# Worker Processes
Workers are the processes that generate load for scenarios. They run
inside the VM, each in its own cgroup.
## Fork, not threads
Workers are `fork()`ed processes. Cgroups operate on PIDs, so each
worker must be a separate process to be independently placed in a
cgroup.
## Two-phase start
Workers wait on a pipe for a "start" signal after fork:
1. Parent forks the worker.
2. Worker installs SIGUSR1 handler, then blocks on pipe read.
3. Parent moves the worker to its target cgroup.
4. Parent writes to the pipe, signaling the worker to start.
This ensures workers run inside their target cgroup from the first
instruction of their workload.
### Custom work types
`WorkType::Custom` workers follow the same two-phase start (fork,
cgroup placement, start signal), and the framework applies affinity
and scheduling policy before handing control to the user function.

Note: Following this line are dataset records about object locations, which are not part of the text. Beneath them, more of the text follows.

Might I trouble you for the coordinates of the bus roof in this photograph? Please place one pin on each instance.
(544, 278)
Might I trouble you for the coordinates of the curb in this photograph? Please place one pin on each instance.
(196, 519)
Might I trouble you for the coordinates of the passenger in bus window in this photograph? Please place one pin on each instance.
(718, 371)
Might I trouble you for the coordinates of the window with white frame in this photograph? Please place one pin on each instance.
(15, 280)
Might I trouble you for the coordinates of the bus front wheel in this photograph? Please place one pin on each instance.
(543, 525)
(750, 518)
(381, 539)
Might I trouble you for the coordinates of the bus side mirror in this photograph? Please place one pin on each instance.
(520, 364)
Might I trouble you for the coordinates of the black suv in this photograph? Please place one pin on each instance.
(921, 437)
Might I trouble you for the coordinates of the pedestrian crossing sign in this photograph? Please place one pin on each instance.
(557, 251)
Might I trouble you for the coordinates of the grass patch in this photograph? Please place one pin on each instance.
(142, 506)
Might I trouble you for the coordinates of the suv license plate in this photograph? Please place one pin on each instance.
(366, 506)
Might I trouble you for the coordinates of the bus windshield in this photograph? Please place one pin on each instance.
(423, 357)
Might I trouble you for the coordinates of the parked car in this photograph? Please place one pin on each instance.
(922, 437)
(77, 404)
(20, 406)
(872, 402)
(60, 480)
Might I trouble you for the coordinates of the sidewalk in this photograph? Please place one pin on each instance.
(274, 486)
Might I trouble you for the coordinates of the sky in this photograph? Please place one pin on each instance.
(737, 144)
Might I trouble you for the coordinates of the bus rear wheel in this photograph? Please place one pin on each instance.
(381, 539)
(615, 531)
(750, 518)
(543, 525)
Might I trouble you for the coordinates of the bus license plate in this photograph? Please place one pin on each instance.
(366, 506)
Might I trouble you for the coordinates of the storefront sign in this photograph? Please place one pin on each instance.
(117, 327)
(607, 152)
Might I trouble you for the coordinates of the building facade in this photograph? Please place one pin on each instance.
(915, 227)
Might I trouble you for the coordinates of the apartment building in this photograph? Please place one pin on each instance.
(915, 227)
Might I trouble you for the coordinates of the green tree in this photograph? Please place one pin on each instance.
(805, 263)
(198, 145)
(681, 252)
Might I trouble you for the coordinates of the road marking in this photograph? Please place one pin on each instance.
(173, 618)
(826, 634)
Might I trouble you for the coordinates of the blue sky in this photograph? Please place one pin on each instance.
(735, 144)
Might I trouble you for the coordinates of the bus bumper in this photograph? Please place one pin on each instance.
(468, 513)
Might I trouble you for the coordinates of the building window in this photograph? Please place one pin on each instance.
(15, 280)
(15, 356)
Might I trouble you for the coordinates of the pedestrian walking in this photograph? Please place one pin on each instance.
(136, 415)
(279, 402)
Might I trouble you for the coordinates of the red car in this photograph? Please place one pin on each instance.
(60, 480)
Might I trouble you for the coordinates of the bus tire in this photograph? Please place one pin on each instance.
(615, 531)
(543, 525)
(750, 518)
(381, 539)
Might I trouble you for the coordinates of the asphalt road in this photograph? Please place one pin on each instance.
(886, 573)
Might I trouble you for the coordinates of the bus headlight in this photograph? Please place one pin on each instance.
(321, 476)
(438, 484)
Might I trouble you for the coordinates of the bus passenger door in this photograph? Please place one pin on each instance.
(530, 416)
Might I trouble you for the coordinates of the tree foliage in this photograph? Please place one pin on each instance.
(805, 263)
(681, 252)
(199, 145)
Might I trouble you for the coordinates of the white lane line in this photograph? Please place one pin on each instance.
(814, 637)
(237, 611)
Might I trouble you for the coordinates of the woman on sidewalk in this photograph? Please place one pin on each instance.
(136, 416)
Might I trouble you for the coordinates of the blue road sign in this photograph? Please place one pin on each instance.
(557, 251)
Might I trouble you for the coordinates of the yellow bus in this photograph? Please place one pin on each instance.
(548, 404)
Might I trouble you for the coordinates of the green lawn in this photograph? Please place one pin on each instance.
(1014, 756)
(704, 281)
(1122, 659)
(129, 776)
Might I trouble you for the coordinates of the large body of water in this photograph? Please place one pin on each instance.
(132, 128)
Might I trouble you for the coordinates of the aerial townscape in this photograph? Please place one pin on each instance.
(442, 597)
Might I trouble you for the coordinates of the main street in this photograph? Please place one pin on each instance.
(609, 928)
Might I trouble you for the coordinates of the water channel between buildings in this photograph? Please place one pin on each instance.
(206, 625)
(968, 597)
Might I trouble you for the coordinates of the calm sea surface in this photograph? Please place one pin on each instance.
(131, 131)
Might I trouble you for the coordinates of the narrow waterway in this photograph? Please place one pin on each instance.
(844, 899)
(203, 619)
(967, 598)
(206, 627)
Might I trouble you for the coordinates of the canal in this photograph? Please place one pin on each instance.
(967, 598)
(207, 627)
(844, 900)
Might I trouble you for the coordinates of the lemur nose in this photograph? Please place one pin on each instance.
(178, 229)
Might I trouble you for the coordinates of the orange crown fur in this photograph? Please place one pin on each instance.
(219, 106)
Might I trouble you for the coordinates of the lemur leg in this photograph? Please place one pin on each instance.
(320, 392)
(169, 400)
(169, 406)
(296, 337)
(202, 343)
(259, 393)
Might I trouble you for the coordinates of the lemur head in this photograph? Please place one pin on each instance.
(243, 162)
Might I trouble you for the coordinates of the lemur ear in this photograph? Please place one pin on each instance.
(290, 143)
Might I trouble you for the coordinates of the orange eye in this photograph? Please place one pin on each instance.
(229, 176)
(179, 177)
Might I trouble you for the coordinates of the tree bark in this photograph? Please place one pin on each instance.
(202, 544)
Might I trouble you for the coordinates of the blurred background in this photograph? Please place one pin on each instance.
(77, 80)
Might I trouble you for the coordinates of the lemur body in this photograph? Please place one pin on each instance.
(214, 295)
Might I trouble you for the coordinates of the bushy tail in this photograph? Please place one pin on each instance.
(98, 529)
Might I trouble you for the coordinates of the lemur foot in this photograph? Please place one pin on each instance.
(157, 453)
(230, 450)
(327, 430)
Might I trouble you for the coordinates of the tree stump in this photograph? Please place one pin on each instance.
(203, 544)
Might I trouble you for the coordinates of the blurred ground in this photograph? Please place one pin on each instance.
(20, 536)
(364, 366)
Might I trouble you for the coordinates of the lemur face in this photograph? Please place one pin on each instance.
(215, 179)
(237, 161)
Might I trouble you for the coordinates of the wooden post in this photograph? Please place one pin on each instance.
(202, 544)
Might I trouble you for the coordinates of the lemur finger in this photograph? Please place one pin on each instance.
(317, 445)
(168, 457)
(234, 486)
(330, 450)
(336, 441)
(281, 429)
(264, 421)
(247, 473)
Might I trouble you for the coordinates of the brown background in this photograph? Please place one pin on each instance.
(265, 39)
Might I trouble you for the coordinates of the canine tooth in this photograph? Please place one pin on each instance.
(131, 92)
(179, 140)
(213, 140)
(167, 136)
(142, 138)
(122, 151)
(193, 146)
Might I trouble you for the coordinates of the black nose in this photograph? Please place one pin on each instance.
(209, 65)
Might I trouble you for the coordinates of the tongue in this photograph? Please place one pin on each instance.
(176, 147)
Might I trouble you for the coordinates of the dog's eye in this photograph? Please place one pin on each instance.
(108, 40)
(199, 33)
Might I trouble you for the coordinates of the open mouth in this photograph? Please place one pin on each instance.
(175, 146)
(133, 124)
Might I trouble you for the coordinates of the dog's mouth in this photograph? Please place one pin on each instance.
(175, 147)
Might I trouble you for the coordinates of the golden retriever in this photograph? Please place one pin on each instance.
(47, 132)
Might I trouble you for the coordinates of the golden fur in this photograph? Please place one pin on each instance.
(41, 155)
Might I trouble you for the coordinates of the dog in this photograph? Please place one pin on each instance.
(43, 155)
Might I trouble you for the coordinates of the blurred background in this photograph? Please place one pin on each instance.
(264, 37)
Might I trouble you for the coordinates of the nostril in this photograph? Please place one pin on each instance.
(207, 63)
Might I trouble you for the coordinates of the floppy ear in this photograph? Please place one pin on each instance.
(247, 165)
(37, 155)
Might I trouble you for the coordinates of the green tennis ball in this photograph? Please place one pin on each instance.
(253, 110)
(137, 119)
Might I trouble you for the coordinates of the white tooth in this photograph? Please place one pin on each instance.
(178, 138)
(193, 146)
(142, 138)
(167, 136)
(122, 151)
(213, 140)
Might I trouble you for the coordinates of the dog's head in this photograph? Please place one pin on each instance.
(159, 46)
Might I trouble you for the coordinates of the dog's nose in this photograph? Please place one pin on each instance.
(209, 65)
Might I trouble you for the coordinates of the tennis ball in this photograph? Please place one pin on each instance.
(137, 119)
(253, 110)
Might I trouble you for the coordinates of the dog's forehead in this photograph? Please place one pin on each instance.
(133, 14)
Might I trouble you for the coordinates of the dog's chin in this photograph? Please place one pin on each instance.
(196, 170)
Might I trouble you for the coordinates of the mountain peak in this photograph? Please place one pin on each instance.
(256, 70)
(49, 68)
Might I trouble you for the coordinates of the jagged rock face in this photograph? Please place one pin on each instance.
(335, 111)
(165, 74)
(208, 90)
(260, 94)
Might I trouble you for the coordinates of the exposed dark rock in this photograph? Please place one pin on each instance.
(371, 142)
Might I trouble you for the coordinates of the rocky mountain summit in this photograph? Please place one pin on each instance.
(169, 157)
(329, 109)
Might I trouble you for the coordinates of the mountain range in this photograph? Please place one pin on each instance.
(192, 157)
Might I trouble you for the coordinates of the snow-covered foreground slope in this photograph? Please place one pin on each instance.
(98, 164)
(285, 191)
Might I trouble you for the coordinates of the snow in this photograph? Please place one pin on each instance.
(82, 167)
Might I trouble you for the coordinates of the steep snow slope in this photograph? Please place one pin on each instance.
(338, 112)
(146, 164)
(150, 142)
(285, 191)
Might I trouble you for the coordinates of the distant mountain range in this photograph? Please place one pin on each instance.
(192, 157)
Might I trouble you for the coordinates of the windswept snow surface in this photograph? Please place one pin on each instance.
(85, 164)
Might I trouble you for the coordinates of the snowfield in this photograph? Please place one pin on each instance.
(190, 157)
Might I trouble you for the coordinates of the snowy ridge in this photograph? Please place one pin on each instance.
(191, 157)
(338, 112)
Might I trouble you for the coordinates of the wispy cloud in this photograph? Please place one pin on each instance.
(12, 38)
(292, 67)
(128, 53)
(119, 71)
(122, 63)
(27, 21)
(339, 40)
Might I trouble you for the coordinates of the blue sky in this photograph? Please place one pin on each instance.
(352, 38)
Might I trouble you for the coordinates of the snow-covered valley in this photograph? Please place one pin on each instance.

After setup, the `run` function pointer takes over entirely --
the framework work loop is bypassed.
## Stop protocol
Workers install a SIGUSR1 handler that sets an atomic `STOP` flag. The
main work loop checks this flag each iteration. On stop:
1. Parent sends SIGUSR1 to all workers.
2. Workers exit their work loop.
3. Workers serialize their `WorkerReport` to a pipe.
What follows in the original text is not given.